Alda Merini diceva:”si va in manicomio per morire”, tuttavia non si tratta di una morte fisica, cosa ne pensi? Qual’è il tuo punto di vista sui manicomi?”

 Alda Merini è vissuta in un contesto più antico di oggi, grazie al cielo. I manicomi erano un posto dove le persone perdevano i diritti civili, erano misconosciuti alla società, si parla infatti di “corrispondenza negata”, ossia non potevano ricevere neanche la posta e non avevano diritto di voto. Era un mondo dentro al mondo. A morire, certo, non si moriva del tutto, specialmente le persone di alto spessore, come poteva essere la Merini, continuavano a vivere nel loro credo e nella loro essenza, nella loro creatività, ma non era per tutti così. Tanti erano ridotti a morti viventi. Il manicomio costituisce un’esperienza da ricordare affinché non si ripeta mai più. Le strutture di oggi devono tendenzialmente puntare alla “recovery”, ossia alla cura attiva del paziente, che deve tornare ad essere protagonista del proprio destino di essere umano. Non si entra nella malattia mentale volutamente, ma volontariamente si può decidere di combatterla, questo ovviamente deve avvenire con qualcuno disposto a tendere un braccio al quale afferrarsi. Il manicomio era un limbo, vi si vegetava all’interno imbottiti di psicofarmaci, peggiorando così la situazione clinica”.

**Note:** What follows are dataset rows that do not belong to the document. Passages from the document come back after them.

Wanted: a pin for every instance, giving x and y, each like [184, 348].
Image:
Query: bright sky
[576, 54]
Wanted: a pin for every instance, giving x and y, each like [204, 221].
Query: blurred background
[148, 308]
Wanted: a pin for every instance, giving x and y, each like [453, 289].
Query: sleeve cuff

In che modo la follia diventa arte?

Nella mente del malato psichiatrico c’è un mondo che, se esternato, può dar vita ad una creatività incredibile, non è raro incorrere in questo. I ragazzi dell’associazione hanno dipinto i quadri ispirati a Toulouse-Lautrec e da solo puoi constatare quanto l’arte possa essere parte di queste persone. Naturalmente questa creatività si può espandere ad ogni settore dell’arte”.

Alda Merini diceva pure che “anche la follia merita i suoi applausi”. Pensi si riferisse alla poca considerazione da parte del mondo verso la malattia mentale?”

 Nel mondo in cui è vissuta la Merini sì. Credo si riferisse esplicitamente al bisogno di attenzione, quell’attenzione che il mondo le negava. La solidarietà e la sensibilità riguardo a questi argomenti sono materie successive alla chiusura dei manicomi, con la scoperta delle barbarie che all’interno di questi venivano perpetrate”.

Un’ultima domanda, ovviamente non per importanza: Durante il secolo scorso, sotto una ben nota dittatura, quella del malato mentale era considerata una “vita indegna di essere vissuta”. Si procedette all’eliminazione fisica di migliaia di malati mentali e disabili. Non è forse questa una vera follia?”

La risposta te la sei già data. Questa è la follia. Ritenere concepibile abbattere delle persone piuttosto che curarle. Loro non credevano neanche che fosse possibile curare la malattia mentale. Ritengo che la nostra associazione possa fornire un fulgido esempio di quanto si sbagliassero. La malattia mentale si può curare. Ci vuole solo sensibilità e voglia di mettersi in gioco, voglia che peraltro molti malati psichiatrici hanno in più rispetto ad una persona sana, ed è proprio questo il primo passo per l’abbattimento degli stigmi sociali”.